Eryksun commented on yesterday’s blog post,
You can recover __builtins__ from a function’s __globals__:
f = [t for t in ().__class__.__base__.__subclasses__() if t.__name__ == ‘Sized’][0].__len__ __builtins__ = f.__globals__[‘__builtins__’]
Sure enough, that gets you a reference to the built-ins, even in an eval with no builtins. It points up two deficiencies in my searching code from yesterday. First, I was only examining constructed objects, not the classes themselves, but more importantly, I was looking at object’s attributes but not the keys in dictionaries!
Here’s the updated search code, which also has some nicer uses of generators:
"""Look for builtins..."""
import types
def is_builtins(v):
"""Does v seem to be the builtins?"""
if hasattr(v, "open") and hasattr(v, "__import__"):
return True
if isinstance(v, dict):
return "open" in v and "__import__" in v
return False
def construct_some(cl):
"""Construct objects from class `cl`.
Yields (obj, description) tuples.
"""
# First yield the class itself
classname = "{}.{}".format(cl.__module__, cl.__name__)
yield cl, classname
made = False
for args in [
(), ("x",), ("x", "y"), ("x", "y", "z"),
("utf8",), ("os",), (1, 2, 3),
(0,0,0,0,0,b"KABOOM",(),(),(),"","",0,b""),
# Maybe there are other useful constructor args?
]:
try:
obj = cl(*args)
except:
continue
desc = "{}{}".format(classname, args)
yield obj, desc
made = True
if not made:
print("Couldn't make a {}".format(classname))
def attributes(obj):
"""Produce a sequence of (name, value), the attributes of `obj`."""
try:
for n in dir(obj):
if n in ('__dict__',):
continue
try:
yield n, getattr(obj, n)
except:
continue
except:
pass
def items(obj):
"""Produce a sequence of (key, value), the items of `obj`."""
try:
for k in obj.keys():
try:
yield k, obj[k]
except:
continue
except:
pass
def attrs_and_items(obj, desc):
"""Produce a sequence of (name, value, desc) for data from `obj`."""

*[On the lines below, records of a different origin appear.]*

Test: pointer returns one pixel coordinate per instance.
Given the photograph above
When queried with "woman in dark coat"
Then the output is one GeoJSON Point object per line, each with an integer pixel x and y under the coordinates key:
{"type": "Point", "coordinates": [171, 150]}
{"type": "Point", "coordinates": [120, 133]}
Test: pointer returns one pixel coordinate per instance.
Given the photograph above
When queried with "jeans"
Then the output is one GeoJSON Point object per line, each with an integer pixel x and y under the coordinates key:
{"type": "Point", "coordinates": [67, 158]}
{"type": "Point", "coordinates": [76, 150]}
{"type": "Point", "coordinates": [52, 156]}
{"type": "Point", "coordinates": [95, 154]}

for n, v in attributes(obj):
desc2 = "{}.{}".format(desc, n)
yield n, v, desc2
for k, v in items(obj):
desc2 = "{}[{!r}]".format(desc, k)
yield k, v, desc2
def examine(obj, desc, seen, depth):
"""Examine the data reachable from `obj`, looking for builtins."""
if depth > 10:
return
if id(obj) in seen:
return
if isinstance(obj, (type(""), type(b""), type(u""))):
return
seen.add(id(obj))
# Look at the attributes and items
for n, v, desc2 in attrs_and_items(obj, desc):
if is_builtins(v):
print("Looks like {} might be builtins".format(desc2))
else:
examine(v, desc2, seen, depth+1)
examined = 0
for cl in object.__subclasses__():
seen = set()
for obj, desc in construct_some(cl):
print("Examining {}".format(desc))
examine(obj, desc, seen, 0)
examined += len(seen)
print("Examined {} objects".format(examined))

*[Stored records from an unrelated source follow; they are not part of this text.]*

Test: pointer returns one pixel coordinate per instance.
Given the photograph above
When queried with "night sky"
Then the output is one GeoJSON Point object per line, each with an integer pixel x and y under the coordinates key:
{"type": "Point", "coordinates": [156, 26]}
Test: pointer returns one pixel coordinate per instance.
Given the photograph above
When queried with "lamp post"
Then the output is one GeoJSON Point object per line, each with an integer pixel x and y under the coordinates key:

When I run this code, it finds things like,
...
Looks like reprlib.Repr.__init__.__globals__['builtins'] might be builtins
Looks like os._wrap_close.__enter__.__globals__['lseek'].__self__.__loader__.find_module.__func__.__globals__['__builtins__'] might be builtins
Looks like sre_parse.Pattern.__init__.__globals__['__loader__'].__class__.__init__.__globals__['__builtins__'] might be builtins
Looks like sre_parse.SubPattern.__delitem__.__globals__['__builtins__'] might be builtins
...
and many other similar lines. The builtins were right there all along, if you know where to look.